Inspired by his father, Gede Yudiawan, loves cooking and the kitchen. “Cooking is my hobby. What started as a hobby turned into something else when I created a restaurant with my friend, and through hard work, honesty and prayers, we were able to achieve our dream,” said Gede Yudiawan, now known as Chef Yudi. He opened his restaurant, Warung Sunset Iga Bakar in Kuta, Bali, in 2013.
Warung Sunset Iga Bakar found success, especially known for its flavorful BBQ pork ribs with mouthwatering range of textures. “My dad was the village’s chef, so ever since I was a young boy I would follow my dad in the kitchen, like if my dad got an invitation to cook for the village,” he explained. Chef Yudi has been working in the kitchen since 2000.

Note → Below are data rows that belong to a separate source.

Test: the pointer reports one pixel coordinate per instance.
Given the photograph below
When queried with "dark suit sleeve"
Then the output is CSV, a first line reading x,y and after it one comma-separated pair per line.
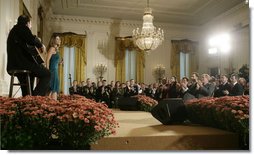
x,y
26,36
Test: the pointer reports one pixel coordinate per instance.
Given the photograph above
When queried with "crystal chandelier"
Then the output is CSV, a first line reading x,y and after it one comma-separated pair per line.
x,y
149,38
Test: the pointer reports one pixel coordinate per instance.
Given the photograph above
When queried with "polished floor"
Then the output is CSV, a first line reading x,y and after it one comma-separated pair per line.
x,y
141,131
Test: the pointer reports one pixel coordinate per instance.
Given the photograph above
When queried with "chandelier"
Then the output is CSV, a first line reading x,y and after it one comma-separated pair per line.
x,y
149,38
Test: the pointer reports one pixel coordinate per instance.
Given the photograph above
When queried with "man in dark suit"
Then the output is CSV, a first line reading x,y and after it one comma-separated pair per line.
x,y
223,87
236,89
19,57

Chef Yudi believes that the Indonesian culinary industry, especially the Balinese culinary scene, is not only rich in spices but also healthy, if the cooking process is done properly. “It is healthy because most of the seasoning use spices that contain rich nutrients that is good for the body, for example Curcumin as antibiotic, Greater Galangal as antiseptic, and more. When it comes to flavor, they are also unique and authentic,” continued Chef Yudi.
His incredible cooking skills have been recognized by one of the most acclaimed Indonesian chefs, William Wongso. Chef Yudi has joined the Maestro in introducing the Indonesian cuisines and dishes abroad. “I was invited by William Wongso to present the Archipelago’s dishes abroad, especially for Balinese food,” said Chef Yudi.
He is proud of Indonesia’s diverse cuisines and appreciate the opportunity to introduce dishes from Bali to other countries. However, he found that Indonesia’s culinary scene still faces two major difficulties. He explained: “The first one is Human Resources, there aren’t many people that understand Indonesian food. The second one is standardization of Indonesia’s produce from local farmers, we don’t have that yet.”
Not only respected by the community from his work as a chef, he also became a pemangku or priest in 2015. His role as a pemangku is his top priority, but he found it helpful for his culinary journey as well. He learns how both roles require great communication to succeed. What seems to be two completely different roles are actually complimentary to each other. With both roles, he hopes to continue helping his community and surroundings.